Lackiertechniken - Handwerk


Einleitung

Beim Lackieren entsteht aus einem flüssigen oder pulverförmigen Beschichtungsstoff eine schützende, gestaltende oder funktionale Oberfläche. Im Handwerk zählt nicht nur der sichtbare Schlussauftrag: Untergrundprüfung, Vorbereitung, Materialwahl, Applikation, Trocknung und Qualitätskontrolle entscheiden gemeinsam über das Ergebnis.

Dieser aiMOOC richtet sich an Auszubildende im Maler-, Fahrzeuglackierer-, Schreiner-, Metall- und Ausbauhandwerk. Du lernst kompakt, wie Du Lackierarbeiten planst, ausführst, prüfst und sicher dokumentierst. Maßgeblich bleiben immer Arbeitsauftrag, Technisches Merkblatt, Sicherheitsdatenblatt, Betriebsanweisung und Gefährdungsbeurteilung.


Lernziele

Nach der Bearbeitung kannst Du einen Untergrund beurteilen, einen geeigneten Lackaufbau auswählen, Pinsel, Rolle oder Spritzgerät fachgerecht einsetzen, typische Lackierfehler erklären und Schutzmaßnahmen begründen.


Der Arbeitsablauf

Eine hochwertige Lackierung folgt einer festen Prozesskette. Fehler aus frühen Arbeitsschritten lassen sich durch mehr Decklack meist nicht ausgleichen.

Arbeitsschritt Kernfrage Ergebnis
Auftrag klären Welche Optik, Schutzwirkung und Qualität sind gefordert? Arbeitsplan
Untergrund prüfen Ist die Fläche tragfähig, sauber, trocken und passend vorbereitet? Befund
Vorbereiten Was muss gereinigt, entrostet, gespachtelt oder geschliffen werden? Haftfähiger Untergrund
Abdecken Welche Bereiche dürfen keinen Lack erhalten? Saubere Lackiergrenzen
Material vorbereiten Stimmen System, Farbton, Mischung, Viskosität und Verarbeitungszeit? Verarbeitungsfähiger Lack
Applizieren Welches Werkzeug und welche Technik liefern die geforderte Oberfläche? Gleichmäßiger Film
Ablüften und trocknen Sind Zeit, Temperatur und Luftführung eingehalten? Belastbare Beschichtung
Prüfen und dokumentieren Entsprechen Optik, Haftung und Schichtaufbau dem Auftrag? Freigabe oder Nacharbeit


Untergrund prüfen

Prüfe vor Beginn mindestens Werkstoff, Altbeschichtung, Verschmutzung, Feuchte, Korrosion, Schäden und Tragfähigkeit. Eine unklare Altbeschichtung wird nicht einfach überlackiert. Lege eine Probefläche an oder kläre das System mit der Fachkraft.

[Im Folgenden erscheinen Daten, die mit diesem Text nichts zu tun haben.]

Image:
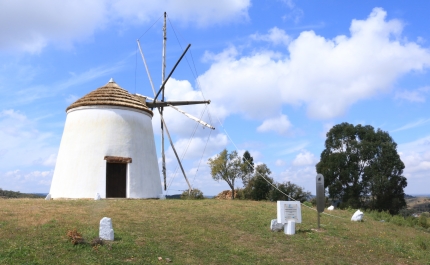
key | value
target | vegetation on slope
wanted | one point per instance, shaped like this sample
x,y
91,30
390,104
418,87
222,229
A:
x,y
34,231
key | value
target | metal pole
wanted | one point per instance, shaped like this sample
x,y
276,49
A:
x,y
163,70
318,213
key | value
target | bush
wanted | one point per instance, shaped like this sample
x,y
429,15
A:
x,y
195,194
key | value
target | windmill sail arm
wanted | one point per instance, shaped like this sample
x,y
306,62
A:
x,y
176,154
158,104
193,118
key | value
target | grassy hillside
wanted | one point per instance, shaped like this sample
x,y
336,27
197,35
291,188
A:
x,y
420,204
34,231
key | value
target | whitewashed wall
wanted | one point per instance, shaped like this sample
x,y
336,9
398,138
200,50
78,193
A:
x,y
93,132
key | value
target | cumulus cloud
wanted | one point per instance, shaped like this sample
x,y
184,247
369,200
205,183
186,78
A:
x,y
32,25
279,162
280,125
412,125
304,158
20,136
275,36
26,181
325,75
417,95
416,157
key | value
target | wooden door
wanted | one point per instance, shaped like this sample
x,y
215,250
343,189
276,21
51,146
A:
x,y
116,180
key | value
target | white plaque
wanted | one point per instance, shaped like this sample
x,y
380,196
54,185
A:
x,y
289,210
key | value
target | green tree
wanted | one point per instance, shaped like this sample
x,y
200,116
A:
x,y
228,167
362,168
247,167
293,191
259,185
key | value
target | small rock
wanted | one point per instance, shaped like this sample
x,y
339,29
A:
x,y
106,230
275,226
357,216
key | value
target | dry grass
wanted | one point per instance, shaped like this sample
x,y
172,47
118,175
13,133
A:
x,y
34,231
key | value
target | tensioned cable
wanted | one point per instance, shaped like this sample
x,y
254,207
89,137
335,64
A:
x,y
268,180
210,120
201,158
186,149
201,115
150,27
195,72
135,74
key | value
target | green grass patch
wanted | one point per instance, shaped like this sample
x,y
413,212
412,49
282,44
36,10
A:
x,y
34,231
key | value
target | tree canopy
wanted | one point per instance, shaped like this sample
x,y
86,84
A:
x,y
362,168
228,167
247,167
259,185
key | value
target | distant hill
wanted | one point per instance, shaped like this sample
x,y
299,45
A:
x,y
8,194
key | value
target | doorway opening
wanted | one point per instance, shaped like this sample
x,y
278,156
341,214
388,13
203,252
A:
x,y
116,180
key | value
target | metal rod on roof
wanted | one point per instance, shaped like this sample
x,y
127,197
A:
x,y
146,66
171,72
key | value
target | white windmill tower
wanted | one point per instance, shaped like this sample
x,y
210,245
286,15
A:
x,y
108,147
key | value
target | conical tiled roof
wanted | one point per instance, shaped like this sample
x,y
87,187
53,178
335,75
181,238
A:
x,y
110,94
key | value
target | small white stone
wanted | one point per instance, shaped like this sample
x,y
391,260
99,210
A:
x,y
275,226
357,216
290,227
106,230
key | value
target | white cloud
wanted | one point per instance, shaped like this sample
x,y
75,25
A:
x,y
32,25
26,181
280,125
416,157
51,160
412,125
417,95
276,36
304,158
279,162
22,143
327,75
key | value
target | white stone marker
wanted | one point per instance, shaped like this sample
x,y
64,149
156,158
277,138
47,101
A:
x,y
357,216
275,226
106,230
290,227
289,213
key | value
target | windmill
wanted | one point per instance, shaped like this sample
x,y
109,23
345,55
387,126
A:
x,y
161,104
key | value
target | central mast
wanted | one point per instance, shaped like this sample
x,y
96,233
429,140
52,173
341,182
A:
x,y
163,70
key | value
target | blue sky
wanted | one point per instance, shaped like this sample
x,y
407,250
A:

Untergrund Typische Prüfung Häufige Vorbereitung
Holz und Holzwerkstoffe Feuchte, Harz, Fasern, Kanten, Leimreste Reinigen, schleifen, entstauben, grundieren
Stahl Rost, Zunder, Öl, Schweißrückstände Entfetten, entrosten, anschleifen oder strahlen, Korrosionsschutz
Aluminium und Zink Oxidschicht, Verunreinigung, Systemverträglichkeit Geeignete Reinigung und systemgerechte Vorbehandlung
Kunststoff Kunststoffart, Trennmittel, Verformung, Haftung Reinigen, tempern falls vorgeschrieben, anschleifen, Haftvermittler
Altbeschichtung Haftung, Lösemittelbeständigkeit, Risse, Kreidung Reinigen, Schadstellen entfernen, anschleifen, Probebeschichtung

Merke: Sauber, trocken, tragfähig und systemverträglich sind die Grundbedingungen für Haftung.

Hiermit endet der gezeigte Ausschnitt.